None of this, however, should make us forget the often colorful and occasionally magnificent soccer we witnessed. The 16 nations were divided into four groups of four which played each other once. From them eventually emerged four for straight semifinals and finals, with the two defeated semifinalists meeting for third ranking.
Somewhat sad was the downfall of England, the spiritual home of soccer. But the English did have the satisfaction of holding Brazil to a 0-0 tie and were the only ones who managed to stop the wondermen from South America. Nevertheless, Brazil was the victor in this group, beating Austria, Soviet Russia and Wales. Germany's biggest triumph was the 3-1 win over Argentina. Sweden was the third semifinalist and France the fourth.
The French turned out to be the most underrated players in the tournament. They developed a brilliant attack, sparked by Center Forward Raymond Kopa and their slim, black-haired inside forward, Juste Fontaine, who set a personal scoring record (13 goals) for world cup games. France lost 5-2 to Brazil in the semifinal but easily beat Germany in the playoff for third ranking.

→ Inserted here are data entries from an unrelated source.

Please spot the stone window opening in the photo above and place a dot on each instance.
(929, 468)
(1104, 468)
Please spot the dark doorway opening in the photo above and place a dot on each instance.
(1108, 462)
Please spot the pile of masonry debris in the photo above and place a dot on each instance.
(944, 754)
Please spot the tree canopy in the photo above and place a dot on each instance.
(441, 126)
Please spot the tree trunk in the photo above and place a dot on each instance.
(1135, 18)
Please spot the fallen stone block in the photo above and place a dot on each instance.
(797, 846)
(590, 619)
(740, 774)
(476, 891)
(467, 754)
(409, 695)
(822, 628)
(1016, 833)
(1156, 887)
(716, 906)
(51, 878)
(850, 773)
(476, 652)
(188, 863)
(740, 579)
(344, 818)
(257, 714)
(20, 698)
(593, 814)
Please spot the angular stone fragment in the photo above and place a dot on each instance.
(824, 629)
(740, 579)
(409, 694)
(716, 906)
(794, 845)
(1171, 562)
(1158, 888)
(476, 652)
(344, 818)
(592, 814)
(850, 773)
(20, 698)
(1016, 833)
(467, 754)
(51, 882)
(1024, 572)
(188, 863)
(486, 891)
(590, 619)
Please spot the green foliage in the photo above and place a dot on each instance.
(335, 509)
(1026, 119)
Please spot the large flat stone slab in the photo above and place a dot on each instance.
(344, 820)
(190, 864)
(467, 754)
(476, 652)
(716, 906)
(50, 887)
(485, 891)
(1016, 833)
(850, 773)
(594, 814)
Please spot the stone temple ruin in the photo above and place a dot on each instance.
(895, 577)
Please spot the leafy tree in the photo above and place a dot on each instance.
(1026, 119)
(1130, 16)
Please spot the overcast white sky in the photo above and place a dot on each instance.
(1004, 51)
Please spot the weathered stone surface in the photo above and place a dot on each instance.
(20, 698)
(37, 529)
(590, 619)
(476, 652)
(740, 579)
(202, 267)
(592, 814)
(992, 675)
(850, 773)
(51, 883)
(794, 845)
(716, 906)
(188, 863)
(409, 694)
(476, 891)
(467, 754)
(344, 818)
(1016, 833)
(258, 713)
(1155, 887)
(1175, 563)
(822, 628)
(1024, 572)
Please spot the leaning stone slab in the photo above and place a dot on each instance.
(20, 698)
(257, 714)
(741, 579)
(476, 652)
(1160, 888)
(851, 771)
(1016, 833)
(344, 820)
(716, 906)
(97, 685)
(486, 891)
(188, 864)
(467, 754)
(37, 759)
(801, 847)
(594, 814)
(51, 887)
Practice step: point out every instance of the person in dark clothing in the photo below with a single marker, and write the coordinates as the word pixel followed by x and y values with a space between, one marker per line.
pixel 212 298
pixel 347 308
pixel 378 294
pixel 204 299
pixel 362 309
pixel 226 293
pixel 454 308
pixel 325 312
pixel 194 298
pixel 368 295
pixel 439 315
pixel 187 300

Over 800,000 paid to watch the games in 12 Swedish towns—somewhat less than expected, because several of the best games were televised over the Eurovision network which covers all Europe. But it was a sellout crowd of 50,000 which poured into Stockholm's Rasunda Stadium for the Sweden-Brazil final last Sunday. Powder-blue-uniformed police lined the route; the deafening roar which greeted the two elevens when they took the field was indicative of the anticipation with which the soccer world was looking forward to this clash between two teams of sharply divergent styles. The artistic, dazzling Brazilians, who do not like the hard-tackling type of defense which characterizes European soccer, were expected to be troubled by the vigor of the straight-shooting Swedes.
The trouble, as it emerged, was minor. The Brazilians delivered one of the greatest soccer exhibitions ever seen. They were magical, and they were presenting to the world a new type of football—the best of the South American type which is also the ultimate in modern soccer; soft, yet marked by pin-point precision, fantastic dribbling, lateral and forward, climaxed by booming, goal-jarring shots into the net.

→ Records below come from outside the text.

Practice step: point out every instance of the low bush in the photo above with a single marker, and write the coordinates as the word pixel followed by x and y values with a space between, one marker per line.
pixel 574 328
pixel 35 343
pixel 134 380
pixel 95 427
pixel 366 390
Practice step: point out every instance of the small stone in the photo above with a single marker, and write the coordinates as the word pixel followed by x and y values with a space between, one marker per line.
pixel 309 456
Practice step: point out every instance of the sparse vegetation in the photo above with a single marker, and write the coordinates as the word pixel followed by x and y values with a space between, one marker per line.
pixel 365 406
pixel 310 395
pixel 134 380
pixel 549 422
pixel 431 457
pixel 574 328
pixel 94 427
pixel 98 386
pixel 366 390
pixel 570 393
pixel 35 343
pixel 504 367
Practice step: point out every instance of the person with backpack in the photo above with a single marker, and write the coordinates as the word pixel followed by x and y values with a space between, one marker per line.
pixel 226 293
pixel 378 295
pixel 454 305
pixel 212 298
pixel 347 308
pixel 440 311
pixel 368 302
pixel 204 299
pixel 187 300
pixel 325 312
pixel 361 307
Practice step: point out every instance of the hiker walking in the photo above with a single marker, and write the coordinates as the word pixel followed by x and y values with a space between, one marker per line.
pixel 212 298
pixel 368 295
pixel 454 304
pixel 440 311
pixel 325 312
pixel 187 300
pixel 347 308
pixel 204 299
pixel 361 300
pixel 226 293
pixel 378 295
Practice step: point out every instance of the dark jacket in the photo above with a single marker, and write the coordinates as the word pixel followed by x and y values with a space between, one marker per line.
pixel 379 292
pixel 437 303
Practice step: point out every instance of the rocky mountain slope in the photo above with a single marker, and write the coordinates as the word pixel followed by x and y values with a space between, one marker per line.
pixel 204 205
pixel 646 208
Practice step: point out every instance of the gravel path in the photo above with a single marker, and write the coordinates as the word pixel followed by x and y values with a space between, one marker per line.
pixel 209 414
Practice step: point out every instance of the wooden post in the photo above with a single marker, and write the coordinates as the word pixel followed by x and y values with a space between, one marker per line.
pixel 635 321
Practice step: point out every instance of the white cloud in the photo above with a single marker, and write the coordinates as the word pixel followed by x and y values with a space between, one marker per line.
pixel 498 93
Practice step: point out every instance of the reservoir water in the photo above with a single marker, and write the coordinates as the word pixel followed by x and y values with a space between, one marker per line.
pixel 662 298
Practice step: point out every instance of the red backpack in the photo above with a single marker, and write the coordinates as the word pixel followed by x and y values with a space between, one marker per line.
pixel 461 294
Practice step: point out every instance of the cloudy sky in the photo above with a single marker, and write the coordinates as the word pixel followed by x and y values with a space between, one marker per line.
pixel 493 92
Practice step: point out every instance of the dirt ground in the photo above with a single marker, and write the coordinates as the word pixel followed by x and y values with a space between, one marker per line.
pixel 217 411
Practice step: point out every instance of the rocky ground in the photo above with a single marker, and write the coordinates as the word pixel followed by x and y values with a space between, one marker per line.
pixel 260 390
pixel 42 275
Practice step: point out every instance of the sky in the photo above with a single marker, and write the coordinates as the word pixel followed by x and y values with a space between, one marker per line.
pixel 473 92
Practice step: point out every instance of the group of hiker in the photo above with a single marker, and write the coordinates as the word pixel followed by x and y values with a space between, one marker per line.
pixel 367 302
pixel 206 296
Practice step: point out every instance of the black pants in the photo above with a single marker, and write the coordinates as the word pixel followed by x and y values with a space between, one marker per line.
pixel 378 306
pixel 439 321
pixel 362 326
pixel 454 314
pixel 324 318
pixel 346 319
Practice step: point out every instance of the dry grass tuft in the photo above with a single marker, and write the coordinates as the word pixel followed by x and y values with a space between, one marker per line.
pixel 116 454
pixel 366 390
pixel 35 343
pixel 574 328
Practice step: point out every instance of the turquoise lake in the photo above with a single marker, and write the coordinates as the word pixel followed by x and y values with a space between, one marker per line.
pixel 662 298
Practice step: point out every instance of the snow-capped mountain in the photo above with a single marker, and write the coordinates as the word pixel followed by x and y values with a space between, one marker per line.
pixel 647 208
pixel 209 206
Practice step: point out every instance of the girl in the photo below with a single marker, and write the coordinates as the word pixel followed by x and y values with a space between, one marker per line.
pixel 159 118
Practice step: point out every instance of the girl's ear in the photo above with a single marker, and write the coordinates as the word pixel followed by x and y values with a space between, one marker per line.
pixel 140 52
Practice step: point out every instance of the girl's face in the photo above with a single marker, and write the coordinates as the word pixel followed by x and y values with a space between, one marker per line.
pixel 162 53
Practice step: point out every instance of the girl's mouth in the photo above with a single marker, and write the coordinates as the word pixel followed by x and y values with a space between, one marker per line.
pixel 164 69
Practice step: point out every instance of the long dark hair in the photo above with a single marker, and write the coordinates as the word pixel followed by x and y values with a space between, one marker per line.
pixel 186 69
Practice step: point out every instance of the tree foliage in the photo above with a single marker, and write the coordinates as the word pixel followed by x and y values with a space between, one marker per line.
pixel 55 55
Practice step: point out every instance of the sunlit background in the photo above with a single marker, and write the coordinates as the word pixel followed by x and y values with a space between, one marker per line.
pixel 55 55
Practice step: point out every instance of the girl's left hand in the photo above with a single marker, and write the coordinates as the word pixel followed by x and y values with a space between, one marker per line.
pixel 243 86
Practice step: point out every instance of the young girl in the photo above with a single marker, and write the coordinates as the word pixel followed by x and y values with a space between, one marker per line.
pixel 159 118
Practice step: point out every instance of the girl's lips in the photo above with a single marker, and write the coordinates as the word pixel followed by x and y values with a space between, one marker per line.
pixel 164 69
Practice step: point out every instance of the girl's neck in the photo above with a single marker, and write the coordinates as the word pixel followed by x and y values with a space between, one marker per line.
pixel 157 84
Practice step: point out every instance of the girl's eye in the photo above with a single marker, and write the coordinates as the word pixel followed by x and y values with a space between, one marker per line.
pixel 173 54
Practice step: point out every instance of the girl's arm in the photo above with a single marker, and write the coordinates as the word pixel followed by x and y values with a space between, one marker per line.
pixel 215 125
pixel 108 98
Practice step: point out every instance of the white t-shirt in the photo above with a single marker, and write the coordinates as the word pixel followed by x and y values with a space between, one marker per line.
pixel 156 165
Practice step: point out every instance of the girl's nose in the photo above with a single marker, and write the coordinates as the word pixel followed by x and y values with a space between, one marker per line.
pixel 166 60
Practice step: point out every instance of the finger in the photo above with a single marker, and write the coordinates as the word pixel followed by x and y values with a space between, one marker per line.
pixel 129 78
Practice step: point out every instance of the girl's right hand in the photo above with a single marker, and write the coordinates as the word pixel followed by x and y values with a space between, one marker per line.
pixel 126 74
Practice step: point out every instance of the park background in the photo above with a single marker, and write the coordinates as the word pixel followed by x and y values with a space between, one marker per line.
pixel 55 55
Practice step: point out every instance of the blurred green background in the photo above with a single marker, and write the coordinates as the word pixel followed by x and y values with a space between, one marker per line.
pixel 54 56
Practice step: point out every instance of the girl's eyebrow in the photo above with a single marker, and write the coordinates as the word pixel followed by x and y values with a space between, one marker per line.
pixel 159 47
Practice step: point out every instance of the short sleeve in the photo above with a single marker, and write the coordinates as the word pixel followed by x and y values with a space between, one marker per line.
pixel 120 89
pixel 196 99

The Swedes fought all the way but were outclassed by a team in which every man was a star. They started dramatically with a goal by their inside left, Nils Liedholm, in the fourth minute. The stadium rocked. Such an opening to a tense game would have put any team inferior to Brazil off its stride. But the South Americans equalized three minutes later through their center forward Vava (Evaldo Netto is his real name, but Brazilian players go by nicknames and are so listed in the official program). Vava scored again the first half, and in the second half more goals came from Pelé, Zagalo and Pelé again. Sweden's second goal, by Agne Simonsson 10 minutes from the end, hardly seemed to count.
If there was a star among stars, it was Pelé (Evaldo Alves Santarosa). Of this 17-year-old soccer genius, Johnny Best (the only American who is a fully qualified international soccer referee) said: "The great player of the last few years was England's Stanley Matthews, but this boy may be even greater. He is the great potential player in football today."
Another giant was Garrincha (Manoel dos Santos). His biggest game was against France in the semifinal. I watched him when the whole stadium was doing likewise, strangely hushed. Garrincha stood off to the right of the French goal, waiting, bending forward over the ball which seemed tied to his boot, the large black 11 on his orange jersey turned upward. Now a blue-shirted French fullback began edging slowly toward Garrincha. Garrincha still waited, his black hair hanging forward, but as the Frenchman came closer his short, wide body began to twitch and jerk, like a good base runner taking a lead and trying to confuse the pitcher.
The Frenchman lunged and then Garrincha went. He moved toward the Frenchman and the goal behind him and suddenly swerved to his left. The defender swerved to follow the orange jersey, but the white ball was tapped in the other direction. Then Garrincha was around the spinning Frenchman and back with the ball. In effect, he had passed to himself. Now he burst toward goal, and the motionless twitching had become a blur of speed. As he was checked by two more blue shirts he side-booted the ball to another orange jersey 10 feet to his left, but kept going. Five paces later the ball reappeared at his feet, perfectly passed back by a teammate. In one tremendous, fluid movement he shot at the goal while still on the dead run. The French goalkeeper dived despairingly, and the crowd let out a hiss of tension that sounded like air escaping from a giant balloon.
This was only one of the fabulous individual and team efforts to which the Brazilians treated us. When the postfinal hubbub had died down and the lights were on in the stands, I had a word with Danny Blanchflower, Northern Ireland's captain and Britain's footballer of the year. His quiet, almost sad verdict: "Well, it's amazing...they are all great players. I hope they never come to England. One at a time, maybe, but never together."